В тот вечер к Бернару подошел человек в поношенном пиджаке с кожаными накладками на локтях.
— Мы с вами встречались в префектуре, мсье, — начал он.
— Да, — кивнул Бернар, отвечая на рукопожатие. — Вас зовут Шони, если не ошибаюсь?
— Да‑да, Шони… у меня к вам немного необычная просьба, мсье Брезе. Один мой приятель — владелец небольшого цирка. Бродячего цирка. Так вот, у него есть лев, совсем уже старый, работать почти не может, а усыплять его жалко. Я знаю, у вас связи решительно везде, так вы… вы не бы могли помочь устроить его в какой‑нибудь зоопарк? Лев такой славный, совершенно ручной, с ним не будет никаких проблем…

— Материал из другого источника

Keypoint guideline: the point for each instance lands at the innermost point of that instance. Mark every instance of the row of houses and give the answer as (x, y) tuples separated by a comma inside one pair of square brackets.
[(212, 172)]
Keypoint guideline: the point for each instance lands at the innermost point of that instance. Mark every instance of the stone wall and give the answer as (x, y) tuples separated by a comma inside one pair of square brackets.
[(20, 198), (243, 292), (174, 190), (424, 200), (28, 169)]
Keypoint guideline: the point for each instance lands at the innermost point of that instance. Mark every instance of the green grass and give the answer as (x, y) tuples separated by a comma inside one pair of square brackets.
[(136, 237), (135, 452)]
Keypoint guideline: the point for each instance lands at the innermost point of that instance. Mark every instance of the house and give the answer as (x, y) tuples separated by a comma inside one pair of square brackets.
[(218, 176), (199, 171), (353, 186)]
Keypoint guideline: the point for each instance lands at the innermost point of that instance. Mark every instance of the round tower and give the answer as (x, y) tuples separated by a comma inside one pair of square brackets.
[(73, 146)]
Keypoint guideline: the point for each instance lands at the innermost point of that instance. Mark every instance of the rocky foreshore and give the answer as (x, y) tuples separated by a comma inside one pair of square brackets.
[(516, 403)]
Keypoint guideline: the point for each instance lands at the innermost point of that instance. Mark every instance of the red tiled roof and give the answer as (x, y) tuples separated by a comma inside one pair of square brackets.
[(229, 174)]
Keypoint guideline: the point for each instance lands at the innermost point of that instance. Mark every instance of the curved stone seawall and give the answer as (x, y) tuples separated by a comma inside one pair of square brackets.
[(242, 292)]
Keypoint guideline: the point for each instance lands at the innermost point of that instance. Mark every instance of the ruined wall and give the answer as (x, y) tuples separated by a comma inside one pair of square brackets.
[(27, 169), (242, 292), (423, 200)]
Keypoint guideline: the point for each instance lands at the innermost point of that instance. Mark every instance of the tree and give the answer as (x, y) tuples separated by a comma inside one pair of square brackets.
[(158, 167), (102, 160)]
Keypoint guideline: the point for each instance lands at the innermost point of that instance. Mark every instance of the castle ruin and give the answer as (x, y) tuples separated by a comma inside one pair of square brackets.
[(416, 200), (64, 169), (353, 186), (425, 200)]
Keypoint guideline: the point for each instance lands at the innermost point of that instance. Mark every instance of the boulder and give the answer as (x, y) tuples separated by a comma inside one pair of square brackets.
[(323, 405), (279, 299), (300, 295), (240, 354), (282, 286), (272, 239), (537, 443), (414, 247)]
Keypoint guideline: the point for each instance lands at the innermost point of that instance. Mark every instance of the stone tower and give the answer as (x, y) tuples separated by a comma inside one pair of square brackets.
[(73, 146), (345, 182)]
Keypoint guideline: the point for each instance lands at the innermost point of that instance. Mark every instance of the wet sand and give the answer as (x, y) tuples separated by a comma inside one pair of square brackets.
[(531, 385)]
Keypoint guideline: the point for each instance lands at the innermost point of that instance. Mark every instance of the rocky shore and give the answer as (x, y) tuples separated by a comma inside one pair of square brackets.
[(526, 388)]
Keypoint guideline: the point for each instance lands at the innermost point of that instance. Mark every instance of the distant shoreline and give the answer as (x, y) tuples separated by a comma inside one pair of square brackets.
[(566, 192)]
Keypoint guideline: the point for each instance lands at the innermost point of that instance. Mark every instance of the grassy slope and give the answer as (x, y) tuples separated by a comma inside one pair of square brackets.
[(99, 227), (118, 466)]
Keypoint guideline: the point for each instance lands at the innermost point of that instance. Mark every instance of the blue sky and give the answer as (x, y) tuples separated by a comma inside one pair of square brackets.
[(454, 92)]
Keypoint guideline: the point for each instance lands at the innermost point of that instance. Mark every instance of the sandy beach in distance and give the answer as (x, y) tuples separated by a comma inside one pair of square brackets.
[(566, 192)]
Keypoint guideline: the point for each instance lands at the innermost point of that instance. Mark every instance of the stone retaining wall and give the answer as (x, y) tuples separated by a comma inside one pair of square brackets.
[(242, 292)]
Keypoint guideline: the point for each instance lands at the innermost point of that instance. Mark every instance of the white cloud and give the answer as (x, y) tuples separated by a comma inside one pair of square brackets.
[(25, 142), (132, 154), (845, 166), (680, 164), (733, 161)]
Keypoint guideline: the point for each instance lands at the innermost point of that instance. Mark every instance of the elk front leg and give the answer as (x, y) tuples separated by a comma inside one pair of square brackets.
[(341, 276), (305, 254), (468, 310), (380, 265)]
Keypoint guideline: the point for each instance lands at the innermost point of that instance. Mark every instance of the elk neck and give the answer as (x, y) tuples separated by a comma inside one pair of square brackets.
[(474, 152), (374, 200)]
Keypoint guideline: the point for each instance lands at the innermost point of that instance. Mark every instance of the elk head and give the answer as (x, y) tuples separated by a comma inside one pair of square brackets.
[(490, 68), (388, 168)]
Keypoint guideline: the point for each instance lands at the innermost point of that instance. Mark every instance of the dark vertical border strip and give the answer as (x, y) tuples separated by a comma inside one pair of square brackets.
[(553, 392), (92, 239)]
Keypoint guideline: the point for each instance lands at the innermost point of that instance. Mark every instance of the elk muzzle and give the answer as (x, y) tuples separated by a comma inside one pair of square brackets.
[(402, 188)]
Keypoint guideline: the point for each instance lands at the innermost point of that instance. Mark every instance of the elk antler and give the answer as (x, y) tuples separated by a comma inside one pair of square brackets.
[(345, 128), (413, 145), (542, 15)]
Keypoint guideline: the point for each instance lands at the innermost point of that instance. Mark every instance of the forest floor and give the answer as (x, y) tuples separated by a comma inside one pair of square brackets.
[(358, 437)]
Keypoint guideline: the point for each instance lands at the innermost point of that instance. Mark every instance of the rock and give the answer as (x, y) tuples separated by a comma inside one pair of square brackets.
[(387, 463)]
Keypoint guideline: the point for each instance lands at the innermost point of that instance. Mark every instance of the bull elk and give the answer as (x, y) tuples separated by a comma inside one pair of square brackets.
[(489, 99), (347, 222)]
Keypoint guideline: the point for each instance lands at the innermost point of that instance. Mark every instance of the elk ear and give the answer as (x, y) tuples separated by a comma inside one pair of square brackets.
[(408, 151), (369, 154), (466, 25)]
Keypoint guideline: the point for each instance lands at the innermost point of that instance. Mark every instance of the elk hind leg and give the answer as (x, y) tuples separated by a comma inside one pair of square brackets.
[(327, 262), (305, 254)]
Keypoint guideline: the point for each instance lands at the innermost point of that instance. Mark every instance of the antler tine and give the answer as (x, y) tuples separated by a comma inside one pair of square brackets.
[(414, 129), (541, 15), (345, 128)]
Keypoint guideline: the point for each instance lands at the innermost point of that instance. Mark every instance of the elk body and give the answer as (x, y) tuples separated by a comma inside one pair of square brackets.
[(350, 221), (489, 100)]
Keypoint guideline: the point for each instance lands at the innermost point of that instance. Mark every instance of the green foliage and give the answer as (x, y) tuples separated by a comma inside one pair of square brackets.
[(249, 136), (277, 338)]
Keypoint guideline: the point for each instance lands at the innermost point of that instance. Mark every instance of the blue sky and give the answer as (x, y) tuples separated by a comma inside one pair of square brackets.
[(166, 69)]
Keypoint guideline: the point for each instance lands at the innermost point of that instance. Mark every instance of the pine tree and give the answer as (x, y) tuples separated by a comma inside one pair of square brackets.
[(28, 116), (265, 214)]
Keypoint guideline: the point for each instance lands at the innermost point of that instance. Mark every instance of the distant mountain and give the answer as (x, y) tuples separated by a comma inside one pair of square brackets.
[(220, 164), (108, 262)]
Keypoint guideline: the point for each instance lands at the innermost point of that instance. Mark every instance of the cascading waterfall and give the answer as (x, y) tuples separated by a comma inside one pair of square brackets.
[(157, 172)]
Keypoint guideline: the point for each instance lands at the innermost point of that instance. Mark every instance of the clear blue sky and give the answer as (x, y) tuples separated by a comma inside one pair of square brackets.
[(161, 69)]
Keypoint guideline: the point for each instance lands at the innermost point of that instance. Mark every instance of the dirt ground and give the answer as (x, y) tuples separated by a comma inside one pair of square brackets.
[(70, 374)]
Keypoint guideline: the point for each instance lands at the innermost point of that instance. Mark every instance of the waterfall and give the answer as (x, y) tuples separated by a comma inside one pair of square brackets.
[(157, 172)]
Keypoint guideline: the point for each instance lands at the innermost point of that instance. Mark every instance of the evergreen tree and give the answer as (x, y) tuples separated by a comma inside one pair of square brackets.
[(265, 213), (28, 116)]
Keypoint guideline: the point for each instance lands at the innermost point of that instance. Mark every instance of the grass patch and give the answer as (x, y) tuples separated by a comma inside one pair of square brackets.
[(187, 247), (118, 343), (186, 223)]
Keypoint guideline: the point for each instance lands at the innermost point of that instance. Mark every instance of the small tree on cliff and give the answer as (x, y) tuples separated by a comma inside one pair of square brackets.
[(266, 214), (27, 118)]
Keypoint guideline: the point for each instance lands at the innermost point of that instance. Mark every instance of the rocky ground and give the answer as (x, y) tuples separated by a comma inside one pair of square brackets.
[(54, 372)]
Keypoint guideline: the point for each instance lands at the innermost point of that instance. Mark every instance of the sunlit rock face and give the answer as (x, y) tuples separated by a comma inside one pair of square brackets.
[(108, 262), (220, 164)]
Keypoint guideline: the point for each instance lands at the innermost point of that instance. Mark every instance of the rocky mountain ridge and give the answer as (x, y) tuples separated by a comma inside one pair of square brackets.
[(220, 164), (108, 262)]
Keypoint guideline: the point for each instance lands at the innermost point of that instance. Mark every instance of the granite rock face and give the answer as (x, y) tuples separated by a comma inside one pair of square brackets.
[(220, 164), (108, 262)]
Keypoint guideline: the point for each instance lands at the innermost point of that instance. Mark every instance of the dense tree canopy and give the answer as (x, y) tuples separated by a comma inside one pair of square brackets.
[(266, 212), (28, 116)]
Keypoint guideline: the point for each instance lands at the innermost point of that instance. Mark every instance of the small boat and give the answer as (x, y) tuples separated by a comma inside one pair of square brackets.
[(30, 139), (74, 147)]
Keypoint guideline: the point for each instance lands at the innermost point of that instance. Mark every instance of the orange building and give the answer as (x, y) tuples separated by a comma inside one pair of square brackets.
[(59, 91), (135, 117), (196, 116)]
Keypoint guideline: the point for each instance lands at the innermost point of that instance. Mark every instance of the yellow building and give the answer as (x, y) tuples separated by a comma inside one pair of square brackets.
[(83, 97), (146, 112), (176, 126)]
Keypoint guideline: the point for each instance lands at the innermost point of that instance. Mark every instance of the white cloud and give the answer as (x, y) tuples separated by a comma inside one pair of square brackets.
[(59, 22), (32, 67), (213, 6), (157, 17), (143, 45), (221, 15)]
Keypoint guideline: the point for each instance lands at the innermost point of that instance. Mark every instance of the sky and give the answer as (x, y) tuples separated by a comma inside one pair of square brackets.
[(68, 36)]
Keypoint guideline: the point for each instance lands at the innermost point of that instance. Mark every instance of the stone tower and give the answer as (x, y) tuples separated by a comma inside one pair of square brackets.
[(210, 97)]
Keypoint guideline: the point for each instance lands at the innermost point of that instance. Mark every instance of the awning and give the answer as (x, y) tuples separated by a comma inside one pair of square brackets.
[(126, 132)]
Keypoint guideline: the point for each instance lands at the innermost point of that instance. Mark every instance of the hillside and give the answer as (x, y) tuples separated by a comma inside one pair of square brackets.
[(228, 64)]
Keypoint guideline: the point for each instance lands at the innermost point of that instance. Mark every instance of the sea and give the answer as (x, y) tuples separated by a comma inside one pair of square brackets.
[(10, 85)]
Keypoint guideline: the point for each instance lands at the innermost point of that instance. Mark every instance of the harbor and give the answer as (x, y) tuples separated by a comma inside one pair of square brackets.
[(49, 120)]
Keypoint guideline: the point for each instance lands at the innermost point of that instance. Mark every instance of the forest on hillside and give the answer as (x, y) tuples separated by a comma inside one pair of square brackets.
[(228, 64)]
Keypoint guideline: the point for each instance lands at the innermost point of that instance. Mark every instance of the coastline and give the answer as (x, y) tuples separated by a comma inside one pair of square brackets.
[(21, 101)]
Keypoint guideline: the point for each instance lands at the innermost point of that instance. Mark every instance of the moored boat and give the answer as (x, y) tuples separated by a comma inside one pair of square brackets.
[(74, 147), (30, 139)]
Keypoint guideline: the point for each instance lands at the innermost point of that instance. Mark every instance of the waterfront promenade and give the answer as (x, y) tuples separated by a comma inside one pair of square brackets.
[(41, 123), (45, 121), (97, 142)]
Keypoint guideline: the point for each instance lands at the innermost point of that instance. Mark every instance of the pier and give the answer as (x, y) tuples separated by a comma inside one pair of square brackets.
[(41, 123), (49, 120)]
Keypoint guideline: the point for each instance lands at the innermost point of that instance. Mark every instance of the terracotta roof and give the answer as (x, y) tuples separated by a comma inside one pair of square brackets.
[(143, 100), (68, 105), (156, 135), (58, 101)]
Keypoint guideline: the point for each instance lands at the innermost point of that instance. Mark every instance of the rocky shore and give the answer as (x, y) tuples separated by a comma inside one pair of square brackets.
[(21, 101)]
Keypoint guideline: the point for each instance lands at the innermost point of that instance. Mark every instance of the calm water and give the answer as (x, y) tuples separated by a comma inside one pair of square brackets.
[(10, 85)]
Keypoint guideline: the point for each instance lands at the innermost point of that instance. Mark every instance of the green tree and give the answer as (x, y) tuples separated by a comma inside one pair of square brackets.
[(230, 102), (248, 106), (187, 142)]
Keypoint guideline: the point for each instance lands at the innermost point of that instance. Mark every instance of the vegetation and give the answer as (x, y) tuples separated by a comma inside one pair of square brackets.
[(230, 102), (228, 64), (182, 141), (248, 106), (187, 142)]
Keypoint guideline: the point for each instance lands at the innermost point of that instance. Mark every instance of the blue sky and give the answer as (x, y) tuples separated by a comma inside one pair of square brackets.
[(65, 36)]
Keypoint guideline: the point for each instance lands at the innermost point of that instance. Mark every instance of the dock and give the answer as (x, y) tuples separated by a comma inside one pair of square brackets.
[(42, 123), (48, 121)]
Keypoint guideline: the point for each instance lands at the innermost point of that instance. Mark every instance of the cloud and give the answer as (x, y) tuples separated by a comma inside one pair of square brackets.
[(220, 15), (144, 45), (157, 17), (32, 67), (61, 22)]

— Лев? — что‑то вдруг пребольно кольнуло Бернара под левой лопаткой. — Ну вы даете, мсье Шони… впрочем, давайте сделаем так: у вас есть визитка?
Той ночью Бернар, утомленный количеством поглощенного с Раймоном Клери кальвадоса, долго ворочался в постели. Едва он уснул, как перед ним появилась умильная мордочка маленького серого котенка, и мсье Брезе, видный финансист, боевой пилот и майор в отставке, беззвучно зарыдал во сне.
Следующим вечером его «Кадиллак» остановился возле каких‑то облупившихся складов в парижском пригороде.
— Ну, показывайте вашего льва, — приказал он.
Шони и хозяин цирка мсье Робер провели его длинным, воняющим навозом коридором в большое помещение с крашеными зелеными стенами. Мсье Робер отдернул край полога, накрывавшего клетку. Брезе подошел ближе.
На дощатом полу, робко моргая от бьющего в глаза света, сидел старый, облезлый, как древний плюшевый диван, лев в широком кожаном ошейнике. Бернар встал вплотную к прутьям и поймал вдруг взгляд зверя. В этот миг он понял, что у льва отчаянно колотится сердце; он хотел что‑то сказать ему, даже приоткрыл немного рот, но не решился, так и замер с чуть высунутым языком.
— Как его зовут? — отрывисто спросил Бернар, не оборачиваясь.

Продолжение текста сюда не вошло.